A dataset can be used by accessing DatasetCatalog
for its data, or MetadataCatalog for its metadata (class names, etc).
This document explains how to setup the builtin datasets so they can be used by the above APIs. Use Custom Datasets gives a deeper dive on how to use DatasetCatalog
and MetadataCatalog
,
and how to add new datasets to them.
CutLER has builtin support for a few datasets. The datasets are assumed to exist in a directory specified by the environment variable DETECTRON2_DATASETS
. Under this directory, detectron2 will look for datasets in the structure described below, if needed.
$DETECTRON2_DATASETS/
imagenet/
coco/
voc/
kitti/
...
You can set the location for builtin datasets by export DETECTRON2_DATASETS=/path/to/datasets
. If left unset, the default is ./datasets
relative to your current working directory.
All dataset annotation files should be converted to the COCO format.
Expected dataset structure for ImageNet:
imagenet/
train/
n01440764/*.JPEG
n01443537/*.JPEG
...
annotations/
imagenet_train_fixsize480_tau0.15_N3.json # generated by MaskCut
The ImageNet-1K samples should be downloaded from here and the pre-generated json file can be directly download from here.
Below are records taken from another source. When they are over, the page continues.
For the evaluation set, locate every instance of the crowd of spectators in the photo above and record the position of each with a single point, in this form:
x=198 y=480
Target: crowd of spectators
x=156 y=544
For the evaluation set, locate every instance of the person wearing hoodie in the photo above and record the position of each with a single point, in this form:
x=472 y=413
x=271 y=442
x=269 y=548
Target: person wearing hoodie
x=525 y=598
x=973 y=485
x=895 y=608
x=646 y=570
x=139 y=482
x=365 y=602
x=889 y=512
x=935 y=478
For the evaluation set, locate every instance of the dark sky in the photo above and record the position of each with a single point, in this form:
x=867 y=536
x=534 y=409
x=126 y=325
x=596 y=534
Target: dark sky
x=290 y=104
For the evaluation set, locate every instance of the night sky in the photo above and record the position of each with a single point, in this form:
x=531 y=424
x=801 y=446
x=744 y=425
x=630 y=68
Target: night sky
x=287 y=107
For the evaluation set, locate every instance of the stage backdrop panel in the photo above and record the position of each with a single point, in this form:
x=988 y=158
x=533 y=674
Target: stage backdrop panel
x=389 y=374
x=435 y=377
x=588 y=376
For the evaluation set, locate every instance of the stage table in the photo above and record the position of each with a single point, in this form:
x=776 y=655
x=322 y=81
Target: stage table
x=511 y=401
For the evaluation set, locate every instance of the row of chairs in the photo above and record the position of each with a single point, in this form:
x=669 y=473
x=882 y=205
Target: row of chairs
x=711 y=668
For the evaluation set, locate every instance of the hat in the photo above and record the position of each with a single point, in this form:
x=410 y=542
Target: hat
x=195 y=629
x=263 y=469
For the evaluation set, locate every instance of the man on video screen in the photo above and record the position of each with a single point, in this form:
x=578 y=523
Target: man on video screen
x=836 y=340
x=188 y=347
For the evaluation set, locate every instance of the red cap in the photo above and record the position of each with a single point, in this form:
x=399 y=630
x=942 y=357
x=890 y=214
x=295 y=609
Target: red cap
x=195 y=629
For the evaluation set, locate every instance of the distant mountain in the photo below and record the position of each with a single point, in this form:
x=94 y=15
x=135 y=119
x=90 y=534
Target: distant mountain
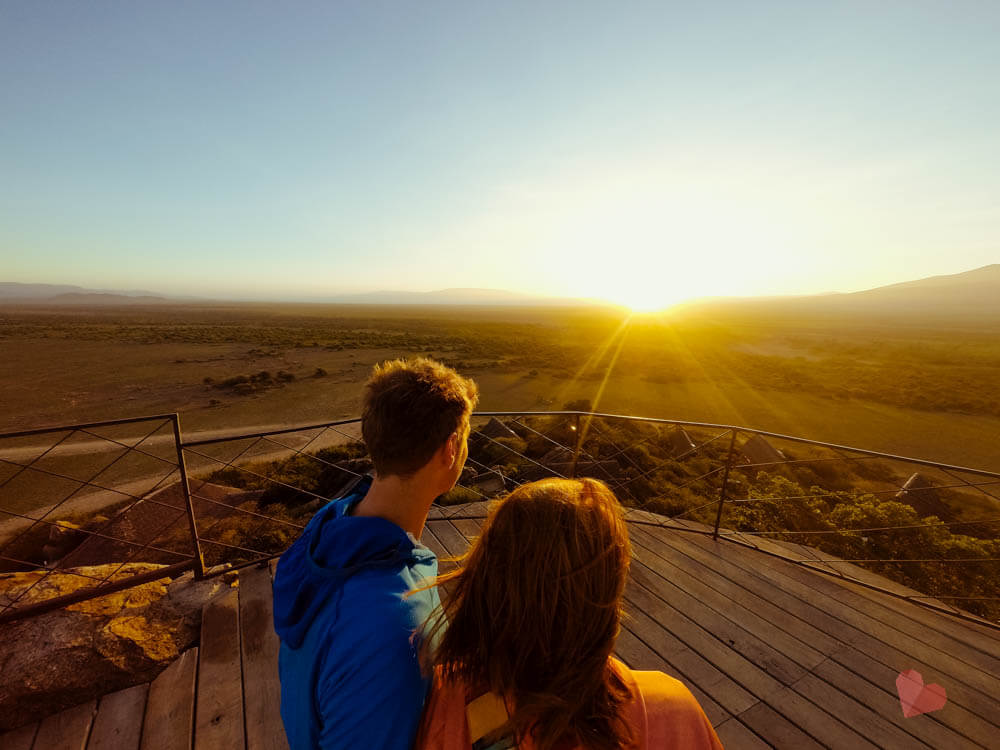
x=459 y=296
x=65 y=294
x=970 y=295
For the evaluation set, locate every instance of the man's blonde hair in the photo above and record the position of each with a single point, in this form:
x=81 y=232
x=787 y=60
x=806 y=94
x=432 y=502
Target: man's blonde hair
x=411 y=407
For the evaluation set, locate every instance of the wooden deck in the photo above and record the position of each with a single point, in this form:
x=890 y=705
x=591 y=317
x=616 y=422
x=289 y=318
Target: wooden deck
x=777 y=654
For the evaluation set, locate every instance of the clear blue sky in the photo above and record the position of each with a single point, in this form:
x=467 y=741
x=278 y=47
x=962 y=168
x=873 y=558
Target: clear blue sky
x=264 y=149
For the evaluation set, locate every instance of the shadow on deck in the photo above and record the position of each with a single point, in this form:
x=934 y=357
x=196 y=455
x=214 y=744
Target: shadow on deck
x=778 y=656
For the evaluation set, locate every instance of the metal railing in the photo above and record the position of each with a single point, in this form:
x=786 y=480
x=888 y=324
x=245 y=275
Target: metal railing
x=215 y=503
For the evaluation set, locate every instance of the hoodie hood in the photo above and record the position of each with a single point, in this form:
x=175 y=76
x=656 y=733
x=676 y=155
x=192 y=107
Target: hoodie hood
x=332 y=548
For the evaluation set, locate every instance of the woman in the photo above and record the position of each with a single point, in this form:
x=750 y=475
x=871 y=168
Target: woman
x=521 y=652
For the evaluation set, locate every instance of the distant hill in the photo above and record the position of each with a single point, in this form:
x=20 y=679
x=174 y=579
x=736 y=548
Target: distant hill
x=458 y=296
x=968 y=296
x=62 y=294
x=65 y=294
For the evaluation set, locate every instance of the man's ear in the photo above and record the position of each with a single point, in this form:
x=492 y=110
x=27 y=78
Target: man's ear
x=451 y=449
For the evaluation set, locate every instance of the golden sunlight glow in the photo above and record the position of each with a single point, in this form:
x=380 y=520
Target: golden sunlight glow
x=648 y=242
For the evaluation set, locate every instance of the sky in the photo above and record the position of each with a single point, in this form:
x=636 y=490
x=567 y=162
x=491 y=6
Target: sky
x=644 y=153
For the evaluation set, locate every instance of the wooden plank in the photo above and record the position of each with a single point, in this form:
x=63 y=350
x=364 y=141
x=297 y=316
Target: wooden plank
x=970 y=636
x=781 y=654
x=974 y=669
x=745 y=669
x=20 y=738
x=760 y=610
x=735 y=736
x=637 y=655
x=876 y=727
x=261 y=686
x=219 y=714
x=760 y=666
x=169 y=717
x=878 y=691
x=868 y=661
x=693 y=665
x=848 y=682
x=66 y=730
x=775 y=728
x=118 y=725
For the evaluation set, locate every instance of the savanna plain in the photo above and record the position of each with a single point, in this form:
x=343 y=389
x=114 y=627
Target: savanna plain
x=926 y=389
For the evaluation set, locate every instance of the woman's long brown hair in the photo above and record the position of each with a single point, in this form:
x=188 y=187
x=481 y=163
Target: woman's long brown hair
x=534 y=612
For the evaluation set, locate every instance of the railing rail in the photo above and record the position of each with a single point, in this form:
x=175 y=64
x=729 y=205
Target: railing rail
x=244 y=506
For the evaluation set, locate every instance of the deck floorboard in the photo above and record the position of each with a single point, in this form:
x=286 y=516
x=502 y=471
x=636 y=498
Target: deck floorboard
x=118 y=725
x=777 y=654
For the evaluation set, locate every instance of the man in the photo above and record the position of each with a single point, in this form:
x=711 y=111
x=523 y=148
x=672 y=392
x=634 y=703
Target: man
x=348 y=664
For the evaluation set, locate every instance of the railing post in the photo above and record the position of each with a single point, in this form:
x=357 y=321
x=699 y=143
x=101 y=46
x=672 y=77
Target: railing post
x=576 y=448
x=725 y=481
x=199 y=560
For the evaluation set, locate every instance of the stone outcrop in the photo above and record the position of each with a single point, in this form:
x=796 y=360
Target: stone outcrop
x=757 y=450
x=496 y=429
x=62 y=658
x=920 y=493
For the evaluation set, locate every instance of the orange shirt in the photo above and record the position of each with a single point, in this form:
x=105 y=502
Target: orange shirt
x=663 y=714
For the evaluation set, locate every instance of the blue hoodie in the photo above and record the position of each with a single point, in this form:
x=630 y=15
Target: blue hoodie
x=349 y=671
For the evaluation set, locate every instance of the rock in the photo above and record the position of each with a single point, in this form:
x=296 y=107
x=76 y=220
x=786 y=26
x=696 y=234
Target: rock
x=59 y=659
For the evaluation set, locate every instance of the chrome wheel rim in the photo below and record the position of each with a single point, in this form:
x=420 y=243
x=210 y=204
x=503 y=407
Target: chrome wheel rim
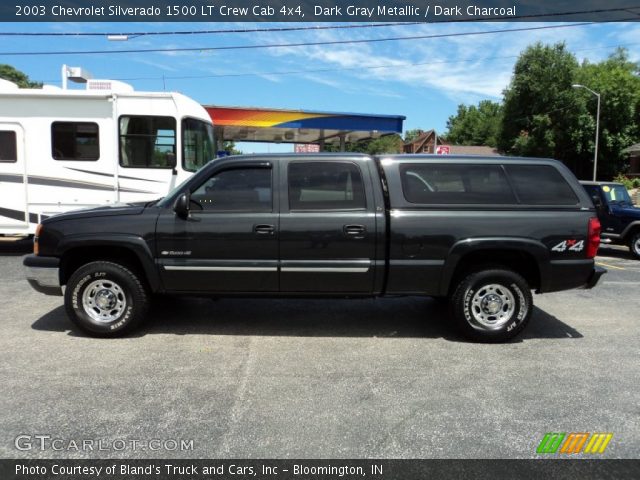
x=492 y=306
x=104 y=301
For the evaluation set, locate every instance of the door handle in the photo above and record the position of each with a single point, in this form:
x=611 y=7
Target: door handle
x=263 y=229
x=356 y=231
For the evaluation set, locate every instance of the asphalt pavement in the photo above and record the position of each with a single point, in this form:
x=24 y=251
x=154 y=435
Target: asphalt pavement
x=378 y=378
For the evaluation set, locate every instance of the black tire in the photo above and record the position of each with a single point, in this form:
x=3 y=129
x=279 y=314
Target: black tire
x=634 y=244
x=106 y=299
x=492 y=305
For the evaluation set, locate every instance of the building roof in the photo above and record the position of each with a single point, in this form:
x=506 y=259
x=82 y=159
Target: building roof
x=472 y=150
x=242 y=124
Or if you want to generate your own pseudo-masks, you can follow the instructions on MaskCut.
Expected dataset structure for COCO, COCO20K, LVIS:
coco/
annotations/
instances_{train,val}2017.json
coco20k_trainval_gt.json
coco_cls_agnostic_instances_val2017.json
{1,2,5,10,20,30,40,50,60,80}perc_instances_train2017.json
lvis1.0_cocofied_val_cls_agnostic.json
{train,val}2017/
000000000139.jpg
000000000285.jpg
...
train2014/
COCO_train2014_000000581921.jpg
COCO_train2014_000000581909.jpg
...
Following previous work, we prepare annotations for semi-supervised learning by randomly sampling a subset of labeled images. You can download these annotation filess needed for COCO semi-supervised learning experiments and for evaluating the performance of the models on COCO, COCO20K and LVIS: coco-semi, coco, lvis and coco20k.
Expected dataset structure for VOC2007:
voc/
annotations/
trainvaltest_2007_cls_agnostic.json
VOC2007/
JPEGImages/
000001.jpg
...
We provide pre-converted COCO-style annotation files here
Expected dataset structure for Objects365-V2:
objects365/
annotations/
zhiyuan_objv2_val_cls_agnostic.json
val/
000000000139.jpg
000000000285.jpg
...
You only need to download the validation set of Objects365 for evaluation. We provide pre-converted COCO-style annotation files here
Expected dataset structure for OpenImages-V6:
openImages/
annotations/
openimages_val_cls_agnostic.json
validation/
47947b97662dc962.jpg
...
You only need to download the validation set of OpenImages for evaluation. We provide pre-converted COCO-style annotation files here
Expected dataset structure for UVO:
uvo/
annotations/
val_sparse_cleaned_cls_agnostic.json
all_UVO_frames/
000000000139.jpg
000000000285.jpg
...
You only need to download the validation set of UVO for evaluation. We provide pre-converted COCO-style annotation files here
Expected dataset structure for KITTI:
kitti/
annotations/
trainval_cls_agnostic.json
JPEGImages/
001717.jpg
...
We provide pre-converted COCO-style annotation files here
Expected dataset structure for Watercolor, Comic, Clipart:
watercolor/
annotations/
traintest_cls_agnostic.json
JPEGImages/
163330523.jpg
...
comic/
annotations/
traintest_cls_agnostic.json
JPEGImages/
161067391.jpg
...
clipart/
annotations/
traintest_cls_agnostic.json
JPEGImages/
375390294.jpg
...
We provide pre-converted COCO-style annotation files here: watercolor, comic and clipart.
NOTE: ALL DATASETS FOLLOW THEIR ORIGINAL LICENSES.